Genç adam söz vererek yüzüğü parmağına taktı ve aynı anda babasının yaşadığı şehirde olmayı istedi. Bir anda kendini orada buldu; şehre girmek istedi, ama sur nöbetçisi çok acayip ve gösterişli bir kral kıyafeti giydiği için onu içeri almadı. Bunun üzerine oğlan dağa çıkarak orada yaşayan bir çobanla giysilerini değiştirdi. Eski bir ceket giyerek hiç rahatsız edilmeden şehre indi. Babasının yanına vardığında kendisini tanıttı, ama adam ona hiç inanmadı ve vaktiyle bir oğlu olduğunu, ancak onun çoktan öldüğünü ileri sürdü; karşısında fakir bir çoban gördüğüne inanarak ona bir tabak yemek vermek istedi. Ama oğlan:
"Ben gerçekten sizin oğlunuzum, vücudumda beni tanıtacak bir ben yok muydu?

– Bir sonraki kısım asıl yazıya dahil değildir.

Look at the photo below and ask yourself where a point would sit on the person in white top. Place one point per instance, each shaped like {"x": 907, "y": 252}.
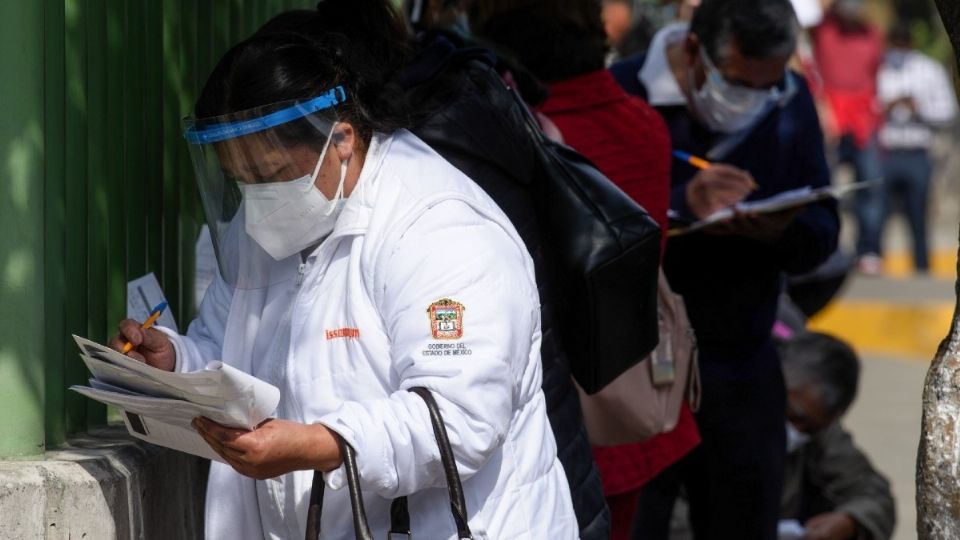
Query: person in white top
{"x": 918, "y": 98}
{"x": 355, "y": 264}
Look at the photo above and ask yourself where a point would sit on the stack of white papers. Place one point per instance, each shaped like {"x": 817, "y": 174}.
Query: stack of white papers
{"x": 158, "y": 406}
{"x": 786, "y": 200}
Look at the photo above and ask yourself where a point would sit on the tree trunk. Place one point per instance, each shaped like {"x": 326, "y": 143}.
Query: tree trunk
{"x": 938, "y": 458}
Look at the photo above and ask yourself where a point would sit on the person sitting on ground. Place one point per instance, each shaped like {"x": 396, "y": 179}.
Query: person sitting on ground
{"x": 829, "y": 484}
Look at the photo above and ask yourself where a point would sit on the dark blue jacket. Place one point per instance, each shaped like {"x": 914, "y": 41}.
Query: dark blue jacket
{"x": 730, "y": 283}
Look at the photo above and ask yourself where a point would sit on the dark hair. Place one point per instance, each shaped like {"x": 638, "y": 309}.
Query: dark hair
{"x": 554, "y": 39}
{"x": 759, "y": 28}
{"x": 357, "y": 44}
{"x": 826, "y": 363}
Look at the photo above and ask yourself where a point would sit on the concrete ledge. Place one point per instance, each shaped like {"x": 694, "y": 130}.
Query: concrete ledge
{"x": 100, "y": 486}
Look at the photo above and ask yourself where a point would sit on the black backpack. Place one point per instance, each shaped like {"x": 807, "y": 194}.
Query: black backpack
{"x": 604, "y": 248}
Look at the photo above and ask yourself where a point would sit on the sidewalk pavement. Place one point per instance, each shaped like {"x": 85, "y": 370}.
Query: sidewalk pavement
{"x": 895, "y": 324}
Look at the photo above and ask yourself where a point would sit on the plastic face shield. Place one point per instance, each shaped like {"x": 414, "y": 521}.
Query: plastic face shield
{"x": 281, "y": 142}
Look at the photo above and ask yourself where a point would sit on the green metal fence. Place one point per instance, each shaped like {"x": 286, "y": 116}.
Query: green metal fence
{"x": 96, "y": 187}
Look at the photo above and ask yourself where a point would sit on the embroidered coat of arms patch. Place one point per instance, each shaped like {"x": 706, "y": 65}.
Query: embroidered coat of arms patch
{"x": 446, "y": 319}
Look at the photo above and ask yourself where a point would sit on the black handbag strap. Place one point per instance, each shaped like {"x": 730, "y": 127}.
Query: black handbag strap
{"x": 360, "y": 526}
{"x": 399, "y": 513}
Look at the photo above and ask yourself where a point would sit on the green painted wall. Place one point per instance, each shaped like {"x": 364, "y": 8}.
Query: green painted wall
{"x": 21, "y": 224}
{"x": 95, "y": 185}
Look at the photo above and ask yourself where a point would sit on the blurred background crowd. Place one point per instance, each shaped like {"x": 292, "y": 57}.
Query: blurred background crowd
{"x": 882, "y": 76}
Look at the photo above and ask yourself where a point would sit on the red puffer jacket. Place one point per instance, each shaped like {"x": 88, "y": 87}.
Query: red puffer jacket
{"x": 629, "y": 142}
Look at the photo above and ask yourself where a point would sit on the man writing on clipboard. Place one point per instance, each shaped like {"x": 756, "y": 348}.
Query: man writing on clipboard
{"x": 723, "y": 88}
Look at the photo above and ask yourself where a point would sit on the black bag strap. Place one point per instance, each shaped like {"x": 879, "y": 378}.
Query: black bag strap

Ne çabuk unuttunuz!" dedi.
"Evet" dedi annesi, "Bizim oğlumuzun sağ ön kolunda ahududu şeklinde bir ben vardı."
Oğlan gömleğini sıvadı, karı koca gerçekten de onun ön kolundaki beni görünce, karşılarında duranın kendi oğulları olduğundan artık şüpheleri kalmamalıydı. Derken oğlan onlara, kendisinin Altın Dağın Kralı olduğunu, bir prensesle evlendiğini ve yedi yaşında bir erkek çocuğu olduğunu anlattı. Babası: "Bu asla doğru olamaz. Bir kral hiç dilenci kıyafetiyle dolaşır mı?" dedi.

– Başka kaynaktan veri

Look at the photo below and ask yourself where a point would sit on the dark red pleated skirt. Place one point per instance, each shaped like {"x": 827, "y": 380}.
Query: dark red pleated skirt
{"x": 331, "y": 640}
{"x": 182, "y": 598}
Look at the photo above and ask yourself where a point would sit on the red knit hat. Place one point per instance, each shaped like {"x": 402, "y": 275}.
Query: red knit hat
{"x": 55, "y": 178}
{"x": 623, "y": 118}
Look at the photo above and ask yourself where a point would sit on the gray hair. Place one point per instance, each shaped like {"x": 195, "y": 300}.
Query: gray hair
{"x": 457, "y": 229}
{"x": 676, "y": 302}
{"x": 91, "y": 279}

Bu kez çok öfkelenen oğlan parmağındaki yüzüğü döndürerek eşinin ve oğlunun hemen yanına gelmesini arzu etti. Aynı anda genç anneyle çocuğu orada oluverdi. Kraliçe ağlayıp sızlanmaya başladı ve kocasına, sözünü tutmayıp kendisini mutsuz kıldığı için serzenişte bulundu. Kocası:
"Ben bunu bilmeden yaptım, yoksa isteyerek değil" diyerek bin dereden su getirdi. Kadın da sonunda yatıştı, ama içinde kötü bir his vardı.
Daha sonra oğlan onu şehrin dışındaki tarlaya götürdü ve sandalın alabora olduğu nehri gösterdi:
"Ben yoruldum, sen şöyle otur, senin dizinde biraz uyumak istiyorum" dedi.

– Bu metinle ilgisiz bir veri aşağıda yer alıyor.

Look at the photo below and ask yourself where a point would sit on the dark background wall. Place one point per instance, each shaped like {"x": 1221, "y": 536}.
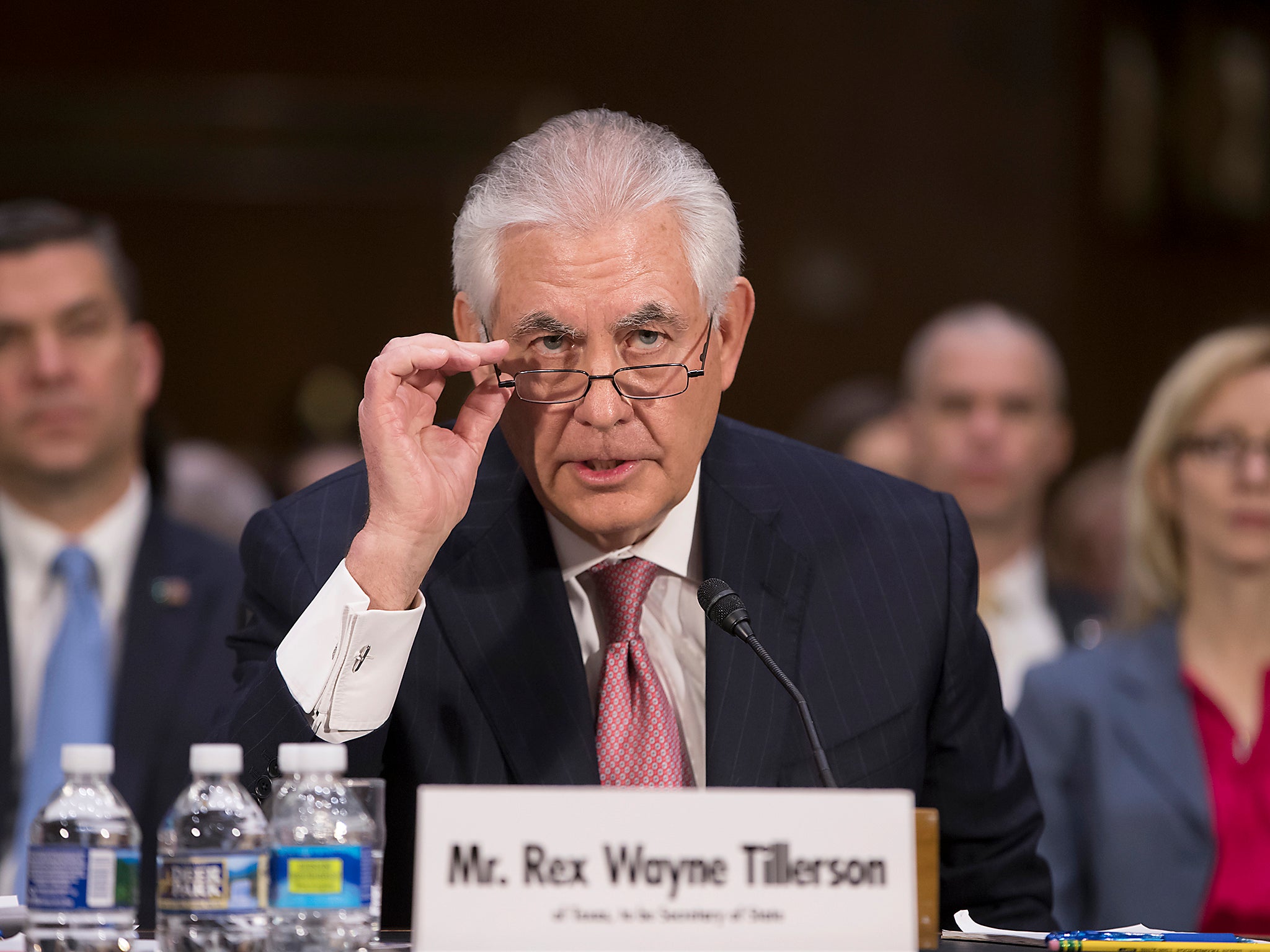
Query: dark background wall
{"x": 286, "y": 177}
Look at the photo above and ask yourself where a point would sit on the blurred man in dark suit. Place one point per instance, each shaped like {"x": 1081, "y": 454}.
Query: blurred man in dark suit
{"x": 116, "y": 616}
{"x": 469, "y": 607}
{"x": 987, "y": 397}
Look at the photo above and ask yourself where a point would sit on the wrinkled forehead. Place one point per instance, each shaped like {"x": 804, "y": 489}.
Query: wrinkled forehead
{"x": 596, "y": 278}
{"x": 47, "y": 280}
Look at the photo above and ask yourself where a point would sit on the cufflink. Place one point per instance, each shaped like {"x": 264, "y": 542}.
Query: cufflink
{"x": 361, "y": 656}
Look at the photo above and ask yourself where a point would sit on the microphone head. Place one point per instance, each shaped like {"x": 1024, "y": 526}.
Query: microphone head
{"x": 722, "y": 604}
{"x": 709, "y": 591}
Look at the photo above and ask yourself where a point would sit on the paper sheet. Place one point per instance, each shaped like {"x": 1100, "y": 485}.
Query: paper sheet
{"x": 967, "y": 924}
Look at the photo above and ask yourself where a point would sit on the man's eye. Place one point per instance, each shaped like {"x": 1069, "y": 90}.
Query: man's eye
{"x": 553, "y": 345}
{"x": 648, "y": 338}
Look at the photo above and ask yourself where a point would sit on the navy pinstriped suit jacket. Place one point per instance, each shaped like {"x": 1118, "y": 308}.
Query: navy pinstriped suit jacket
{"x": 863, "y": 587}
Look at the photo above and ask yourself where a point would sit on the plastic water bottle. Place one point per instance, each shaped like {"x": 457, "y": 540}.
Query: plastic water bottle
{"x": 83, "y": 861}
{"x": 322, "y": 865}
{"x": 214, "y": 861}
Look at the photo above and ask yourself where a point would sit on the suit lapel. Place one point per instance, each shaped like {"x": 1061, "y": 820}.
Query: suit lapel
{"x": 1158, "y": 730}
{"x": 154, "y": 625}
{"x": 747, "y": 711}
{"x": 9, "y": 790}
{"x": 498, "y": 601}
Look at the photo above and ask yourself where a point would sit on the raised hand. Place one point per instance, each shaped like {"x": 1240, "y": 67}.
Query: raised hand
{"x": 420, "y": 475}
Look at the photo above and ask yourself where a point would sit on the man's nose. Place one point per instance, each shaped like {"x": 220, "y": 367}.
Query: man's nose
{"x": 986, "y": 423}
{"x": 48, "y": 358}
{"x": 603, "y": 407}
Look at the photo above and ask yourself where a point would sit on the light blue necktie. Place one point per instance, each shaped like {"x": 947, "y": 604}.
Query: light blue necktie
{"x": 75, "y": 703}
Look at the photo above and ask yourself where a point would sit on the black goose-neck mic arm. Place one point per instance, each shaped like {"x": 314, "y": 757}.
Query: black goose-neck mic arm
{"x": 724, "y": 609}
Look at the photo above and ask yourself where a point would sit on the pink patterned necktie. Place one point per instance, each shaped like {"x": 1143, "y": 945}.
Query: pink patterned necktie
{"x": 637, "y": 735}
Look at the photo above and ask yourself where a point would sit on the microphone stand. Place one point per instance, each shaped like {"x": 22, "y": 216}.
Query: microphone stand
{"x": 822, "y": 763}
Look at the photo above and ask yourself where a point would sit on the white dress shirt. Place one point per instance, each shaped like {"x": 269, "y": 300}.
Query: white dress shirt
{"x": 36, "y": 598}
{"x": 1024, "y": 631}
{"x": 345, "y": 700}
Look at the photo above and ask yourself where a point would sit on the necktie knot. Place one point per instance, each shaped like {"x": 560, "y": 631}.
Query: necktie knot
{"x": 76, "y": 568}
{"x": 621, "y": 589}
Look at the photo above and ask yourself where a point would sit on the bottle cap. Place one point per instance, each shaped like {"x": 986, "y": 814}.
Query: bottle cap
{"x": 88, "y": 758}
{"x": 215, "y": 758}
{"x": 318, "y": 757}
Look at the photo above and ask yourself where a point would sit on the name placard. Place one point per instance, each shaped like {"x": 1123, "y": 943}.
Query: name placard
{"x": 606, "y": 868}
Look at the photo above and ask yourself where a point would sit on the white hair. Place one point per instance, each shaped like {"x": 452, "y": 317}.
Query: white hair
{"x": 587, "y": 169}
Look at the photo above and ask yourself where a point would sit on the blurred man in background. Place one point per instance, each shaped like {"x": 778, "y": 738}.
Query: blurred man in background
{"x": 115, "y": 615}
{"x": 1086, "y": 541}
{"x": 987, "y": 392}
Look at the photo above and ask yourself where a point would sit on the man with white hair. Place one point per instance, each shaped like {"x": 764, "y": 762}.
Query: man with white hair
{"x": 517, "y": 606}
{"x": 986, "y": 392}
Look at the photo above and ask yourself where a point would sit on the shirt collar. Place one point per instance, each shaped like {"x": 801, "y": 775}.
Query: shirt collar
{"x": 668, "y": 546}
{"x": 30, "y": 541}
{"x": 1021, "y": 580}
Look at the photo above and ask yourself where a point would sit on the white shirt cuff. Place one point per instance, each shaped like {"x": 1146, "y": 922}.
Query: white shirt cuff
{"x": 343, "y": 662}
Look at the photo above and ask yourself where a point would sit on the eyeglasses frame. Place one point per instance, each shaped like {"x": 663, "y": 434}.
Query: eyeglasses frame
{"x": 610, "y": 377}
{"x": 1198, "y": 444}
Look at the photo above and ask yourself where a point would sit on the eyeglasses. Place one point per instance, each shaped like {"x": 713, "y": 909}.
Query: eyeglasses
{"x": 651, "y": 381}
{"x": 1228, "y": 448}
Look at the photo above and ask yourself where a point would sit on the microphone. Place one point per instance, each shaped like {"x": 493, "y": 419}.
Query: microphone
{"x": 724, "y": 609}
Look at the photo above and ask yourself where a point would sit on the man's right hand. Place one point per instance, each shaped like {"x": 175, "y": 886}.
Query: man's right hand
{"x": 420, "y": 475}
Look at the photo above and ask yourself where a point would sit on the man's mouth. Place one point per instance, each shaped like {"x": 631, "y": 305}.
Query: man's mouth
{"x": 605, "y": 472}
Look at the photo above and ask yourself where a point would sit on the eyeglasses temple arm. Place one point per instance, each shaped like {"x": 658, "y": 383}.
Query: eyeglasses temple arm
{"x": 705, "y": 350}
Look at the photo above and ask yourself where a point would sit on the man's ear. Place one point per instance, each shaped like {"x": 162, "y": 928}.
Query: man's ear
{"x": 733, "y": 327}
{"x": 148, "y": 362}
{"x": 468, "y": 327}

Ve başını karısının dizlerine koydu; kadın onun bitlerini ayıklarken oğlan uyuyakaldı. O uyur uyumaz karısı, kocasının parmağındaki yüzüğü çıkardı, kendi ayağını onun vücudundan çekip kurtardı, ama terliğini bıraktı. Sonra çocuğunu kucağına alarak tekrar saraya dönmeyi arzu etti.
Adam uyandığında kendini terk edilmiş buldu: karısıyla çocuğu gitmişti, parmağındaki yüzük de meydanda yoktu. Ortada sadece bir tek terlik kalmıştı.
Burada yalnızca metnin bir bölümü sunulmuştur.